Xi Jinping's Long March
Struggle sessions continue as India charts its own path: A framework for understanding US-China relations
In 2022, I believed that China’s economy would recover slowly, but I did not predict that the current slump would last this long. I underestimated the brittleness of Chinese policymaking, rooted more in politics and dogma than in the principles of economics.
China was once the driver of global growth. Now there is little doubt that its economy is slowing. We just don’t know how much and how fast, because reliable data is getting harder to find. It sometimes even contradicts itself, as trade economist Brad Setser explains:
Is China's external surplus small and receding (as the IMF argues) or large and if anything growing as China relies on exports to offset its real estate downturn?There is no consensus, in large part because important data sets diverge.1
A New Long March in the Wrong Direction
If China is heading in the wrong direction in terms of economic policy, there is no reason for competitors to celebrate. Much depends on Washington’s response to Beijing, while India is poised to benefit either way. The US should lead, not follow, in order to successfully adapt to a multipolar 21st century. However, in both countries, political considerations tend to outweigh economic issues which are poorly understood. We might be seeing overcapacity in tradable goods, but there is definitely undercapacity in leadership in both countries able to understand how trade, and the global economy work.
China’s current path is reminiscent of ill-begotten Mao-era measures which massacred sparrows and turned farm and cooking implements into micro steel smelters. The result was famine for tens of millions. Is Xi Jinping leading China on a new Long March to a more insular, uncertain, and less prosperous future?

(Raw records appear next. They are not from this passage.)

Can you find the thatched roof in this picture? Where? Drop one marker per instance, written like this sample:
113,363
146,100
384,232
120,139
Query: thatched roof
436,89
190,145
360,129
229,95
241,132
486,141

Observers looking for new fiscal stimulus coming out of the Third Plenum in July were disappointed.2 It seems the time for the cash handouts which worked in the US has passed.3 And no relief was granted to assist purchasers cheated by real estate developers, inaction justified by government concern over moral hazard. The problem however was caused by property developers, many of whom have already been punished. Buyers had reason to believe that it is the government’s job is to regulate illegal behavior and protect its citizens.
In fact, the structural issues that spurred massive overdevelopment in the property sector were always under the control of the central government. Cities and provinces, starved of tax revenue, naively resorted to investment in real estate, with a predictable result: a massive bubble that has destroyed billions of dollars of assets.